Too bad about that kid Jubilain, by the way; he’s really gone off his nut. But I always thought he was a little way there anyway. Maybe I’ll teach them some of the old songs myself. It’ll help to make me popular here. Although, come to think of it, I’m pretty popular now. They’re all smiling at me all the time.
“Kennon? Kennon? Hear me?”

“I hear you, Dandrin. I’ll get Jarinne.”

“Here I am. Corilann?”

“Here, Jarinne. And pulling hard. Let’s try to get Onnar.”

“Pull hard!”

“Onnar in.” “And Jekkaman.” “Hello, Dandrin.”


“All here?”

“One hundred twenty.”

“Tight now.” “We’re right tight.”

“Let’s get started then. All together.”

“Hello? Hello, Dugan. Listen to us, Dugan. Listen to us. Listen to us. Hold on tight! Listen to us, Dugan.”

“Open up all the way, now.”

“Are you listening, Dugan?”
12. Dandrin plus Kennon plus Jarinne plus Corilann plus n
I think we’ll be able to hold together indefinitely, and so it can be said that the coming of Dugan was an incredible stroke of luck for us. This new blending is infinitely better than trying to make contact over thousands of miles!

Certainly we’ll have to maintain this gestalt (useful word; I found it in Dugan’s mind when I entered) until after Dugan’s death. He’s peacefully dreaming now, dreaming of who knows what conquests and battles and expansions, and I don’t think he’ll come out of it. He may live on in his dream for years, and I’ll have to hold together and sustain the illusion until he dies. I hope we’re making him happy at last. He seems to have been a very unhappy man.

And just after I joined together, it occurred to me that we’d better stay this way indefinitely, just in case any more Dugans get thrown at us from the past. (Could it have been part of a Design? I wonder.) They must all have been like that back then. It’s a fine thing that bomb was dropped.
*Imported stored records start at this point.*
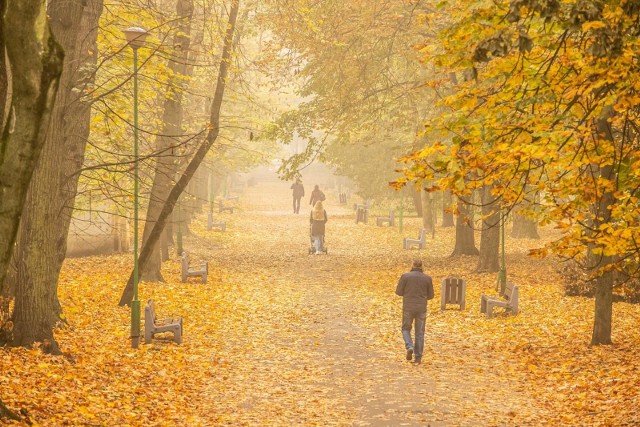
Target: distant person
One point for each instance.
(298, 193)
(316, 196)
(415, 288)
(318, 219)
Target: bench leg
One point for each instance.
(490, 308)
(177, 335)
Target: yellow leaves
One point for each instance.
(593, 25)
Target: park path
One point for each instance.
(315, 340)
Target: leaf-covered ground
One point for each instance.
(281, 338)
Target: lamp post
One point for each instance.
(135, 38)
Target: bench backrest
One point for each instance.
(453, 289)
(149, 312)
(511, 293)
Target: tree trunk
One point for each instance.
(427, 212)
(42, 240)
(465, 240)
(489, 260)
(604, 284)
(194, 164)
(447, 213)
(417, 202)
(166, 166)
(524, 228)
(35, 61)
(603, 310)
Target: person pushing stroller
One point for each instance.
(318, 219)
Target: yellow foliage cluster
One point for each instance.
(278, 337)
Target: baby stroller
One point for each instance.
(312, 246)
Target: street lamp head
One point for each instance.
(135, 36)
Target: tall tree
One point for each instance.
(41, 243)
(195, 162)
(35, 63)
(537, 119)
(170, 137)
(488, 260)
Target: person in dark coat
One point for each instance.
(318, 219)
(316, 196)
(415, 288)
(298, 193)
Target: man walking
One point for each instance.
(415, 288)
(298, 193)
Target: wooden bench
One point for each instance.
(196, 270)
(210, 224)
(510, 302)
(153, 326)
(421, 241)
(362, 213)
(391, 220)
(453, 292)
(222, 207)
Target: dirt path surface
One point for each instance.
(315, 340)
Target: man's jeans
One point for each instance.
(318, 243)
(296, 204)
(408, 317)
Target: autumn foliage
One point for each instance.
(278, 337)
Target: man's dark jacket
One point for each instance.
(415, 288)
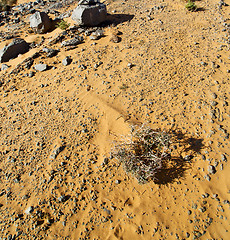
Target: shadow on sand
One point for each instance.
(115, 19)
(175, 167)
We’ll keep Dugan’s city, of course. He did make some positive contributions to us—me. His biggest contribution was me; I never would have formed otherwise. I would have been scattered—Kennon on his farm, Dandrin here, Corilann there. I would have maintained some sort of contact among us, the way I always did even before Dugan came, but nothing like this! Nothing at all.
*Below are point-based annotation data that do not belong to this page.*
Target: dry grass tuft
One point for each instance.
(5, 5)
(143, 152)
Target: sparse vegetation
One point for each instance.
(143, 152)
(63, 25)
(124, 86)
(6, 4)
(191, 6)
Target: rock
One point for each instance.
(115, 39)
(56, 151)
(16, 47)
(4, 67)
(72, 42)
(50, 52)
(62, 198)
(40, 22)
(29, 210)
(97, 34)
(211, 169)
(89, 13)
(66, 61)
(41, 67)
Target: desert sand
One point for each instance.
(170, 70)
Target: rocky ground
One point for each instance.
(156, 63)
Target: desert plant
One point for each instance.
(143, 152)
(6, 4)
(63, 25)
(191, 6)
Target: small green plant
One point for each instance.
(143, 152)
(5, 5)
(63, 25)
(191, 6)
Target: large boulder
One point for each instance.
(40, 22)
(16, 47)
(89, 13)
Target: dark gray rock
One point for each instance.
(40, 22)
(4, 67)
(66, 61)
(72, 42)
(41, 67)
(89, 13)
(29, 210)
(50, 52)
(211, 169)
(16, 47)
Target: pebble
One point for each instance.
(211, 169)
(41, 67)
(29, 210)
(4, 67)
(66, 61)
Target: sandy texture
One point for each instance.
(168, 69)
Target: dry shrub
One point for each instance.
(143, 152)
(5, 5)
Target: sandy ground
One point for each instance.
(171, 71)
There’s the question of what to do with Dugan’s child. Kennon, Corilann, and Jarinne are all raising him. We don’t need families now that we have me. I think we’ll let Dugan’s child in with us for a while; if he shows any signs of being like his father, we can always put him to sleep and let him share his father’s dream.
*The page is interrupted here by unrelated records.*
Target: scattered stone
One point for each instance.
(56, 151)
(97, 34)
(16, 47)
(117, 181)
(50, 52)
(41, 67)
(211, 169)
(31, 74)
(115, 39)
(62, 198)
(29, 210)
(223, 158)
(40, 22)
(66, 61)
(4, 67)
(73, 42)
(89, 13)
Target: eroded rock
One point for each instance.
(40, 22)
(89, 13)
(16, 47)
I wonder what Dugan is thinking of. Now all his projects will be carried out; his city will grow and cover the world; we will fight and kill and plunder, and he will be measurelessly happy—though all these things take place only within the boundaries of his fertile brain. We will never understand him. But I am happy that all these things will happen only within Dugan’s mind so long as I am together and can maintain the illusion for him.

Our next project is to reclaim Jubilain. I am sad that he cannot be with us yet, for how rare and beautiful I would be if I had a Singer in me! That would surely be the most wonderful of blendings. But that will come. Patiently I will unravel the strands of Jubilain’s tangled mind, patiently I will bring the Singer back to us.

For in a few months it will be summer again, and time for the Singing. It will be different this year, for we will have been together in me all winter, and so the Singing will not be as unusual an event as it has been, when we have come to each other covered with a winter’s strangeness. But this year I will be with us, and we will be I; and the songs of summer will be trebly beautiful in Dugan’s city, while Dugan sleeps through the night and the day, for day and night on night and day.